TBMM Başkanı Kurtulmuş: İddiasız Türkiye ile bu coğrafyada ayakta kalınamaz
TBMM Başkanı Numan Kurtulmuş, 16. Büyükelçiler Konferansı kapsamında Ankara’da bulunan büyükelçilerle yaptığı görüşmede Türkiye'nin dış politika anlayışını ve güvenlik hedeflerini anlattı.
Uluslararası kurumlar, değişim ve yeni dünya düzeni
Kurtulmuş, dünyada kuruluşların ve kuralların eskisi gibi işlemediğini, birçok uluslararası kurumun işlevlerini büyük ölçüde yitirdiği bir dönemden geçildiğini vurguladı. Bu ortamda adil ve kalıcı bir barış sisteminin gerekliliğini dile getirerek Türkiye'nin çok taraflı ve küresel bakışla yeni bir dünya düzeninin kurulmasına katkı sunduğunu belirtti. Kurtulmuş, yakın gelecekte daha adil bir küresel sistemin kurulacağından emin olduklarını, bu süreçte Türkiye'nin öncü rol oynayacağını ifade etti.
Dış politikanın ilkeleri ve insani diplomasi
Kurtulmuş, Türk dış politikasının prensipli, tutarlı ve sonuç odaklı olması gerektiğini söyledi. Türk diplomasisinin bir diğer özelliğinin insani yardım odaklı yaklaşımı olduğunu belirterek, başta Filistin ve Gazze olmak üzere Afrika dâhil dünyanın çeşitli bölgelerindeki ihtiyaç sahiplerine hızlı ve etkin yardım ulaştırma çabalarının sürdüğünü anlattı. Ayrıca Türkiye'nin barış, istikrar ve güvenin sağlanması için her platformda samimi ve prensipli müzakereler yürüttüğünü ifade etti.
'İddiasız olan bir Türkiye bu coğrafyada ayakta duramaz' sözünü hatırlatarak, dış politika yürütürken iddia, kararlılık ve tutarlılığın önemine dikkat çekti. Kurtulmuş, bu temel ilkeler doğrultusunda Türkiye'nin dış politika faaliyetlerini ölçülü ve kararlı şekilde sürdüreceğini belirtti.
'Terörsüz Türkiye' süreci ve iç güvenlik
Kurtulmuş, Türkiye'nin iç güvenliğini güçlendirmek amacıyla başlatılan 'terörsüz Türkiye' sürecinin kısa sürede önemli mesafe kat ettiğini söyledi.
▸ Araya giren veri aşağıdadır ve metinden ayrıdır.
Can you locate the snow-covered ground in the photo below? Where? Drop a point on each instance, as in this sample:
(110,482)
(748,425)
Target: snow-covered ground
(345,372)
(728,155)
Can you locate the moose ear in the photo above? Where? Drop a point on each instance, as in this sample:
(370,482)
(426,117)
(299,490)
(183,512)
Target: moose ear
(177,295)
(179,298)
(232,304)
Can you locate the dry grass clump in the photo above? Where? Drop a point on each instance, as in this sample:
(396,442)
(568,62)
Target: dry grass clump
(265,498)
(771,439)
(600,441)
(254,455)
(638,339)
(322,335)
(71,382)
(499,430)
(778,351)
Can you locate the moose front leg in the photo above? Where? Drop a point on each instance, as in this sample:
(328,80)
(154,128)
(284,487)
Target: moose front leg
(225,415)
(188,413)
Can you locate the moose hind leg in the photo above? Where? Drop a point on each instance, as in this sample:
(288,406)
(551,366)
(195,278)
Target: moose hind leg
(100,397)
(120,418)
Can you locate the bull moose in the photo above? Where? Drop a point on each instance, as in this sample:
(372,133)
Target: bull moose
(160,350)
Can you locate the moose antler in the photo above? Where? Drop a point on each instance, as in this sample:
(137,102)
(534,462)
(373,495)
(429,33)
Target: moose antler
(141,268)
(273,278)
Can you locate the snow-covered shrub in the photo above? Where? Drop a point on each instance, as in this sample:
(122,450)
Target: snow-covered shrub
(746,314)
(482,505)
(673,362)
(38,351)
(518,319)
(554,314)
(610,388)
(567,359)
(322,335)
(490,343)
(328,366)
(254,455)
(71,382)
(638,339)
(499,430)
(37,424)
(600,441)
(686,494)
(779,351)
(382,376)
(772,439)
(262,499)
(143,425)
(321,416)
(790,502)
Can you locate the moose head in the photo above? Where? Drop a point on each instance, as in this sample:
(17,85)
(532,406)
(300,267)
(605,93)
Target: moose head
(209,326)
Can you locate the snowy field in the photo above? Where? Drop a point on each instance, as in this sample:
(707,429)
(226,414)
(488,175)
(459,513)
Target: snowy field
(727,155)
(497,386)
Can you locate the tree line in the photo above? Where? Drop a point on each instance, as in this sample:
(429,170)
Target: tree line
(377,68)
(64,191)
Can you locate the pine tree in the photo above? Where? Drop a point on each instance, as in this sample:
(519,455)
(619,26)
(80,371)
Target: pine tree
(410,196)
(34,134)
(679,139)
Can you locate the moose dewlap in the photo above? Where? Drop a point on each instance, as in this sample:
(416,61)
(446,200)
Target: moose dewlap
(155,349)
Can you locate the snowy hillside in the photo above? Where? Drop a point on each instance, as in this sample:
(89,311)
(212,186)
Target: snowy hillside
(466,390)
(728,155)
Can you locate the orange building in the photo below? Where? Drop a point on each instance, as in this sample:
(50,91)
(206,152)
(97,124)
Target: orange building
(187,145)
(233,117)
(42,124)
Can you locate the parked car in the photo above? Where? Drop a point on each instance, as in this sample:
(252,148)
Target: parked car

Örgütün iç ve dış bileşenlerinin silah bırakma çağrısına uyarak kendini feshetmesiyle birlikte bu meselenin tamamen çözüleceğine dair ümitli olduklarını kaydetti. Terörsüz bir Türkiye'nin, bölge genelinde Suriye, Irak ve Lübnan gibi ülkelerde de huzurun ve güvenliğin sağlanmasına katkı sunacağını vurguladı.
Kurtulmuş, geçmiş dönemlerde rahmetli Demirel, Özal ve Erbakan dönemlerinde PKK ile mücadeleye yönelik adımlar atıldığını, 2013 yılında da sürecin belli bir olgunluğa ulaştığını ancak o dönemde başta FETÖ unsurları olmak üzere bazı etkenlerle sürecin heba edildiğini ifade etti. Bugünkü süreçte ise farklı olarak siyaset ve milli iradenin meseleyi gözetlediğini, kararlılıkla yönetildiğini belirtti.
Milli Dayanışma Kardeşlik ve Demokrasi Komisyonu'nun toplantılarına dikkat çeken Kurtulmuş, farklı görüşlerin bir araya gelerek ülkenin ortak meselelerinde ortak çözüm arayışına girmesinin Türkiye demokrasisine önemli bir deneyim kazandıracağını söyledi. Sürecin başarıyla sonuçlanması halinde bunun çatışma çözümü açısından dünyaya örnek teşkil edecek bir model olacağına inandığını dile getirdi.